I recently wrote a post on Fannie Mae's buy and bail policy, so I thought it appropriate to address FHA's guidance on the issue.
This guidance is designed to assure the homebuyer can make payments on the full debt service (PITI) for both mortgages when vacating a property and purchasing a new one.
Rental income for the vacated property can not be considered except under two conditions:
•1. Relocations: the homeowner is relocating with a new employer or is being transferred with a current employer. This must be to an area that is not within a reasonable and locally recognized commuting distance.
•2. There is sufficient equity in the vacating residence. The equity position must be 25% or greater.
Required documentation when utilizing the relocation exception:
•· A fully executed lease agreement
•· The lease term must be no less than 12 months from the date of closing for the new residence
•· Evidence that the security deposit and/or first months rent has been paid
Required documentation when using the sufficient equity position:
•· The original purchase price of the vacated property
•· An appraisal that is not less than six months old
If the homebuyer has already been renting the property for at least three months before the date of the application the buy and bail requirements do not apply. In other words they had previously vacated the property and have been renting it for more than three months.
So you may ask, if my client falls under one of these two exceptions how much of the rental income can be used? In my area; Eastern, NC, Pitt County, Greenville, NC, you can use 85% of the rental income. To check your areas vacancy rate click here.

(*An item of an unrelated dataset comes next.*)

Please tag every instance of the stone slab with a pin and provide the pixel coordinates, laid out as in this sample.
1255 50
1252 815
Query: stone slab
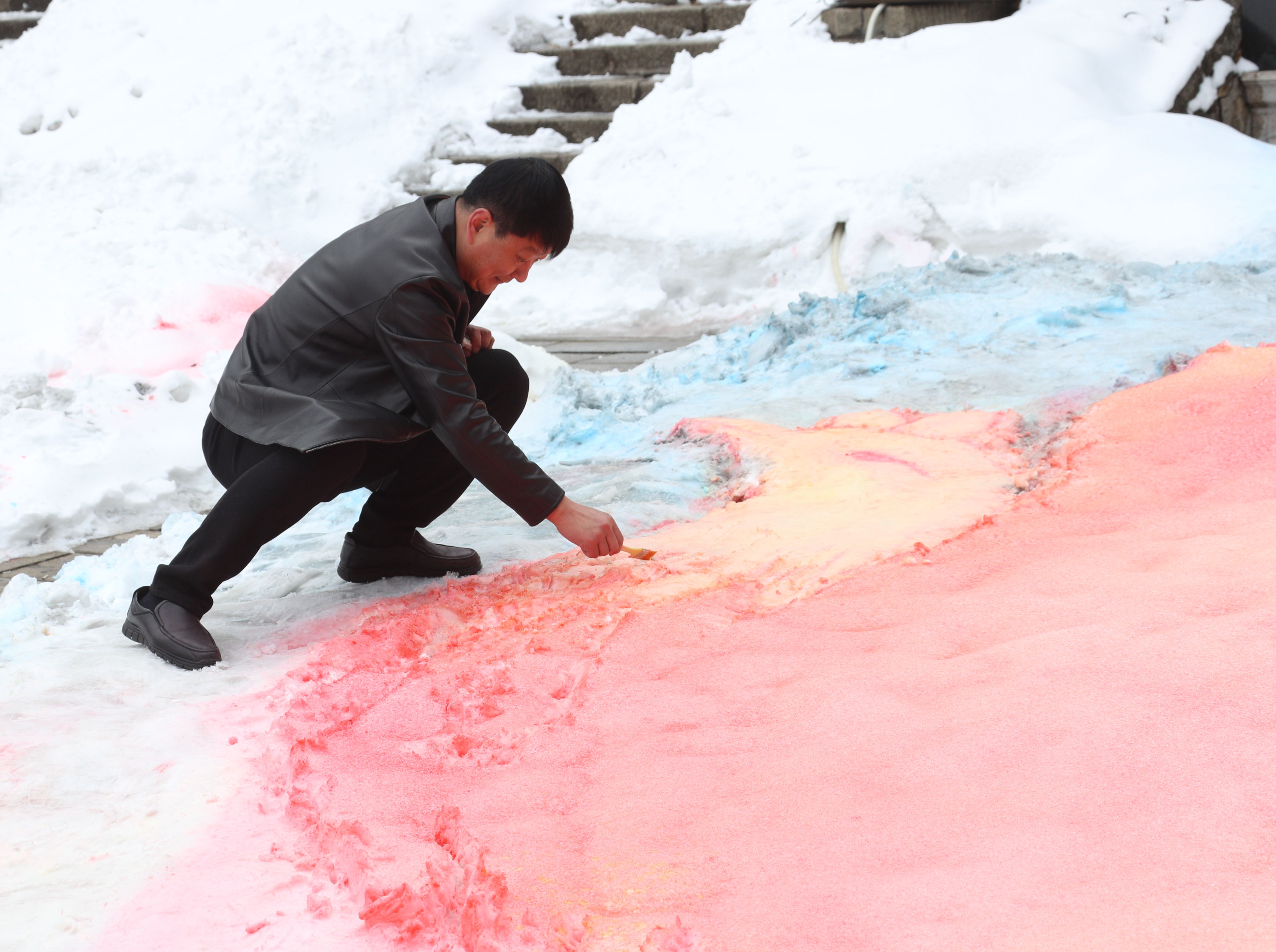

Note you can only use the rental income to offset the PITI of the vacated residence. As an example if 85% of the rental income is $1,500.00 and the payment is $1,200.00 only $1,200.00 in income can be used for qualifying purposes.
There is no mention of reserves as there is under FNMA's buy and bail statement.
To view the FHA Mortgagee Letter click here.
Working to help you serve more customers, save time and make more money
Jay Williams
www.myhomeloanwithjay.com
Interesting Jay. I have one lender in my area that says they can do the relocation without it being beyond a reasonable commuting area. They need boat loads of documentation on why the new house "makes sense" i.e. moving from a trailer to a house with a big yard, and then even more documentation on the new tenant. I haven't used the lender for this program yet, but he is a reputable direct lender with whom I have done business. Happy THanksgiving.